LUZ
Hypnose cinématographique
Quatre personnes sont dans une salle de conférence : une policière (Bertillon), un ingénieur du son (Olarte), un hypnotiseur (Dr. Rossini) et une jeune femme suspecte (Luz). La policière veut interroger cette dernière, mais elle ne se souvient de rien, elle fait donc appel à l’hypnotiseur. L’interrogatoire ne va pas se passer comme prévu…
Pour faire simple, ce que l'on peut dire c'est que "Luz" est un film de fin d'études très maîtrisé. Conçu comme une séance d'hypnose, le film est une expérience visuelle et sonore qui vient jouer avec les repères du spectateur. La dichotomie rêve-réalité ne peut pas rendre les deux camps en présence, car dans l’hypnose la patiente présentifie un moment passé. Tout devient bien plus compliqué quand le passé, qui jusqu’ici n’existait que dans la tête de la patiente, s’incarne dans son environnement, au présent.
Tilman Singer a travaillé avec la même équipe artistique pendant toutes ses études, il connaît donc très bien son directeur de la photographie Paul Faltz et son chef décorateur Dario Mendez Acosta. Ensemble, ils ont développé une grammaire cinématographique qu’ils maîtrisent à la perfection. Cela se ressent dans la gestion très efficace de l’environnement et la subtilité de l’intrusion du passé et du fantastique dans le présent. La forme et les effets de style ne sont alors jamais gratuits et viennent servir l’histoire. Les effets sonores, qui viennent bousculer les repères temporels et spatiaux du spectateur, sont astucieusement mis en scène avec la présence d’un ingénieur du son sensé enregistrer l’interrogatoire (ou plutôt la « séance »).
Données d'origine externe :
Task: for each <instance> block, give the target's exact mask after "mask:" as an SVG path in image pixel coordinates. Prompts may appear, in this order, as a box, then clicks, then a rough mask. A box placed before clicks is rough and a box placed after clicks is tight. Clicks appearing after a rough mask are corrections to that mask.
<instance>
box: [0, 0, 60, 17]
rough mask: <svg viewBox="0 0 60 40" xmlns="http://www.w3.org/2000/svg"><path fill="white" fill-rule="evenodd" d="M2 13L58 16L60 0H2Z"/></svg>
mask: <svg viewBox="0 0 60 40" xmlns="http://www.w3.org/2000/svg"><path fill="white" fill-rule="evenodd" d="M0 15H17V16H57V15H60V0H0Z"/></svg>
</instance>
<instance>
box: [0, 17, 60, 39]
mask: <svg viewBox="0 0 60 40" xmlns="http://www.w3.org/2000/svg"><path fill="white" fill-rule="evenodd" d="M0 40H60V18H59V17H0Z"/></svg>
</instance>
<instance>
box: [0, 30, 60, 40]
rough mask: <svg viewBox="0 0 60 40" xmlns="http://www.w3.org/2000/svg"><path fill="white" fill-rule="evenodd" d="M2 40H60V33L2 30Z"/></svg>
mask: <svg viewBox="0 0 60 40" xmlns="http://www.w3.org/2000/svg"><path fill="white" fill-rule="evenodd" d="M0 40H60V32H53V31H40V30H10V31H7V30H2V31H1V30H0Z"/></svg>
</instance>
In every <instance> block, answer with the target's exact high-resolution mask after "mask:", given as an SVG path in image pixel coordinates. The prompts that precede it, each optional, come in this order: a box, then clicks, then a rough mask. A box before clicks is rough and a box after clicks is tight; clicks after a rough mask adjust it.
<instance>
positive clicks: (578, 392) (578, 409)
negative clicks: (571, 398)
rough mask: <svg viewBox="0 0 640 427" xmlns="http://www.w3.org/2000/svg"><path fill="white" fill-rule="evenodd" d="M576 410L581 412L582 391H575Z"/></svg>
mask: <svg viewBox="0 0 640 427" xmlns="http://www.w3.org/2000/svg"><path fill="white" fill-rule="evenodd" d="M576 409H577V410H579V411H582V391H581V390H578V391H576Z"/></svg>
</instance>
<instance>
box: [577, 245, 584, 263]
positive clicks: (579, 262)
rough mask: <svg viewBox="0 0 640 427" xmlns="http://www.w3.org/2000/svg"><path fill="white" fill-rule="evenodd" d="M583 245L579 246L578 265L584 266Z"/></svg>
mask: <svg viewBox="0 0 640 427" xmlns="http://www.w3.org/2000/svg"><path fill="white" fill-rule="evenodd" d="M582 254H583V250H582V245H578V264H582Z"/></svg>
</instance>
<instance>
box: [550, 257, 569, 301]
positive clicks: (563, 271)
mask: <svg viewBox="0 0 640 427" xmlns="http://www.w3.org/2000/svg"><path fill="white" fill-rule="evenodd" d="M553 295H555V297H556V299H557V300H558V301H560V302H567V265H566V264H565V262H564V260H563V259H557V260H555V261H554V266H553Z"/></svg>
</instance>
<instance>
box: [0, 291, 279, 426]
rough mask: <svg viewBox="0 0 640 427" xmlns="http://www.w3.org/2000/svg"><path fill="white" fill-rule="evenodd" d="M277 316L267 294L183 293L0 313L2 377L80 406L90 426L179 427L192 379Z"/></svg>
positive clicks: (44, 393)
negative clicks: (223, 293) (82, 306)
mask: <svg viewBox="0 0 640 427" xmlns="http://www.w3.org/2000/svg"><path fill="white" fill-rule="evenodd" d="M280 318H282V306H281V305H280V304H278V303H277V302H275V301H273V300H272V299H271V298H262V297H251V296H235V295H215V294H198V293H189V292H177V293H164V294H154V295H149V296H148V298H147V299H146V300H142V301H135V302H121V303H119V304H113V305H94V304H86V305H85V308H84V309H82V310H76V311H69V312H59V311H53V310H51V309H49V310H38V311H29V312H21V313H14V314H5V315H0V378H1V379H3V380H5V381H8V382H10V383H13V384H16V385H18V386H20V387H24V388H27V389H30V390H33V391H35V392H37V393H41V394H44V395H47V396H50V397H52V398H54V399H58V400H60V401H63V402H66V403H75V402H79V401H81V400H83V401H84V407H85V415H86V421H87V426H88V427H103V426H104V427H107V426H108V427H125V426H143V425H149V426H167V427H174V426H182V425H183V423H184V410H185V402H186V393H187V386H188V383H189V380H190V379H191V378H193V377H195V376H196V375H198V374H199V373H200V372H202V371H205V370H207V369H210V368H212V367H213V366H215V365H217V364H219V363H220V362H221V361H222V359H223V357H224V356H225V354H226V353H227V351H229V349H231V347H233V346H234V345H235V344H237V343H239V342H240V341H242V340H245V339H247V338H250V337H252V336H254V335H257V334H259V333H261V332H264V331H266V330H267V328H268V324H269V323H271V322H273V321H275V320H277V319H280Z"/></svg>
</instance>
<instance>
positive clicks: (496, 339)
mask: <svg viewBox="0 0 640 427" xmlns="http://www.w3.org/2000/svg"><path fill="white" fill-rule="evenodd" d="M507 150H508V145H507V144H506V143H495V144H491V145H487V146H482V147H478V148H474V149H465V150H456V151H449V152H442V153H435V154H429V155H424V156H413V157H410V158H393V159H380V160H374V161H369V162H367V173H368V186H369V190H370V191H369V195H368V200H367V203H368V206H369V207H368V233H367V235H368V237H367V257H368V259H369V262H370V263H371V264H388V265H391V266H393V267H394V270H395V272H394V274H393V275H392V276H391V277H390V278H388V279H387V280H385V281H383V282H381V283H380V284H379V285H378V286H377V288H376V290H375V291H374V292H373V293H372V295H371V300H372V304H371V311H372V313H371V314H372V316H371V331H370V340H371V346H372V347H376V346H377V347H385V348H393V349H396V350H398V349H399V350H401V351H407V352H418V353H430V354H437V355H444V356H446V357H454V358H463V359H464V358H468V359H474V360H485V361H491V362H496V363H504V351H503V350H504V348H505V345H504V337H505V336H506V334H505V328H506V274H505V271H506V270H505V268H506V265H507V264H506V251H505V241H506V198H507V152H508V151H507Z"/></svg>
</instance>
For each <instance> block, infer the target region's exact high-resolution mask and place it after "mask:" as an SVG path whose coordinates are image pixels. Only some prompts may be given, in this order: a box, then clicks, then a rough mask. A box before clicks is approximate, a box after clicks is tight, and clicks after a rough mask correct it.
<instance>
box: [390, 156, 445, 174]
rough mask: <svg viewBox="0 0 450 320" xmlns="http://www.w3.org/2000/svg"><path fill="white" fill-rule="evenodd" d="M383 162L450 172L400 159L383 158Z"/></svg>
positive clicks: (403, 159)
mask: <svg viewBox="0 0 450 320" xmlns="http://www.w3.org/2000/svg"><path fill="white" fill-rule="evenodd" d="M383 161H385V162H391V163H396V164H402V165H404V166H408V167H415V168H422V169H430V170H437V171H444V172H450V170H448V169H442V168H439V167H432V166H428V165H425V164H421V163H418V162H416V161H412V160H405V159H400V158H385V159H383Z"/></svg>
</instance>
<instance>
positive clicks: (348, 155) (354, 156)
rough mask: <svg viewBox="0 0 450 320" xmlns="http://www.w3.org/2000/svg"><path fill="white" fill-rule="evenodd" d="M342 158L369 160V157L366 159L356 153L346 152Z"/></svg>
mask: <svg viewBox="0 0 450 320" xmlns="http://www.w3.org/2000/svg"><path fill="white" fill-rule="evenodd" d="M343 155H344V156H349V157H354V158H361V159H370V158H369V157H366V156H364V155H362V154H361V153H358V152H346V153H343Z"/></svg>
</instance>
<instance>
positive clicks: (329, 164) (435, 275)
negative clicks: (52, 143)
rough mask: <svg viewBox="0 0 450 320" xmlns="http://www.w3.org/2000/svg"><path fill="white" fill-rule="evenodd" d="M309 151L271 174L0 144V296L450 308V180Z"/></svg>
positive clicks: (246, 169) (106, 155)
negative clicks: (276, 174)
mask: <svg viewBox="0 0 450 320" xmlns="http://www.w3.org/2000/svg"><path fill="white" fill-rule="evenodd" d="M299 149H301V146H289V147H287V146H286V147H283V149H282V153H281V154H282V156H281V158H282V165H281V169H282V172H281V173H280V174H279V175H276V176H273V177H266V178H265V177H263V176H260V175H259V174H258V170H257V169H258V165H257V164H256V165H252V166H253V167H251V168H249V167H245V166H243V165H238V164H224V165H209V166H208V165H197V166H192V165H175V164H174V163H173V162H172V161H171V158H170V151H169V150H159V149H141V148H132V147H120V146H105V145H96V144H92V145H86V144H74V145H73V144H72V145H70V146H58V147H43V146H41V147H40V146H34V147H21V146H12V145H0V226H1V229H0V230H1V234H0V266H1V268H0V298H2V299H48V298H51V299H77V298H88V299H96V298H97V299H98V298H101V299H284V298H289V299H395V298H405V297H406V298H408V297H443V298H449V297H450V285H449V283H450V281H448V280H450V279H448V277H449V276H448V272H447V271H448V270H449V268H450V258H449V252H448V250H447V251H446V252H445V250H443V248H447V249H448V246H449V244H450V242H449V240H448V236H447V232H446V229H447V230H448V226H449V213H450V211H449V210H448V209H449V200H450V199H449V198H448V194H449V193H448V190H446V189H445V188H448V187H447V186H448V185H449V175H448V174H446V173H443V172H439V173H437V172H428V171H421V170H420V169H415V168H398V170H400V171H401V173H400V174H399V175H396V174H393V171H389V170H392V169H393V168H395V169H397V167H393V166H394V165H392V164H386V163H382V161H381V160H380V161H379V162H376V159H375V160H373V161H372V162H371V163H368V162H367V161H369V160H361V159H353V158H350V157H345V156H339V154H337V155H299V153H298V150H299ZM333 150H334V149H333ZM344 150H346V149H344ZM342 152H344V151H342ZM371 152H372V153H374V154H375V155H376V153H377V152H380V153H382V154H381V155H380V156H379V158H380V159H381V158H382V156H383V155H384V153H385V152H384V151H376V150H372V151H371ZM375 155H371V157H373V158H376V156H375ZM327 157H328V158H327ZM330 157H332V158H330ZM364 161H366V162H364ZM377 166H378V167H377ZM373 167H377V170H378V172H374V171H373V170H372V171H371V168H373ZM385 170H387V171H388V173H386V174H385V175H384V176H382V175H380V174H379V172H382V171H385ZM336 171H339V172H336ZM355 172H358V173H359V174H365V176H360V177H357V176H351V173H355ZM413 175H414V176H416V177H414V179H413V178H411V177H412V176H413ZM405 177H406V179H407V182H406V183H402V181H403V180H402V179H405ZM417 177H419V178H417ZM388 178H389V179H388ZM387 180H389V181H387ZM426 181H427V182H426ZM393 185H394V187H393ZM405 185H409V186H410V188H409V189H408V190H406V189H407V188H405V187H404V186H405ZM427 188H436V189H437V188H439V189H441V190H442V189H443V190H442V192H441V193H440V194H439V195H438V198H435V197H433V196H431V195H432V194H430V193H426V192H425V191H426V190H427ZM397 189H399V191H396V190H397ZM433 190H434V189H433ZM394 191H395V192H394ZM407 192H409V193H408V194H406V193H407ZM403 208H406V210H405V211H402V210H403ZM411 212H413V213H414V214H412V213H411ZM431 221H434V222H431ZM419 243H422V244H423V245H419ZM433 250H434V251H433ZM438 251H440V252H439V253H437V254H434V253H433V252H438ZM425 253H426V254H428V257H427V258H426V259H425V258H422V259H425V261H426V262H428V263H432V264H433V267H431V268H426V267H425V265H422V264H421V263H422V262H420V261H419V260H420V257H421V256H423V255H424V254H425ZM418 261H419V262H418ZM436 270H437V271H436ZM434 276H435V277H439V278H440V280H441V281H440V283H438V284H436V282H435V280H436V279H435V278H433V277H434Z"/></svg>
Le film est tourné en Super 16, et faire ce choix onéreux pour un projet étudiant implique deux choses : d’une part l’attachement à une certaine esthétique du film, un peu granuleuse et voilée, avec un cadrage spécifique, d’autre part cela indique aussi que les effets spéciaux seront des effets pratiques réalisés in -camera. "Luz" va également à contre-courant de l’esthétique contemporaine des films de « genre » par son absence totale de plan à l’épaule. La caméra est toujours appareillée. En faisant ce choix, Tilman Singer et son équipe cherchent de nouvelles façons de travailler la profondeur de leur image, et de dynamiser l’action. Les plans, à la grue ou à la steadycam, bien plus précis et maîtrisés, participent à leur tour à la mise en place de cette atmosphère, entre rêve et réalité.
Ainsi, une histoire assez simple se retrouve entourée de mystère, d’impossible et de tension, alors qu’on ne quitte jamais la salle de conférence/interrogatoire. Aidé par des performances saisissantes de Luana Vellis et Jan Bluthardt, et par le jeu sur les langues, figure classique de la possession depuis Tourneur, "Luz" vient clouer le spectateur dans son siège, le sidérer et lui redonner foi dans la possibilité d’un renouvellement du langage cinématographique et du pouvoir immersif du cinéma.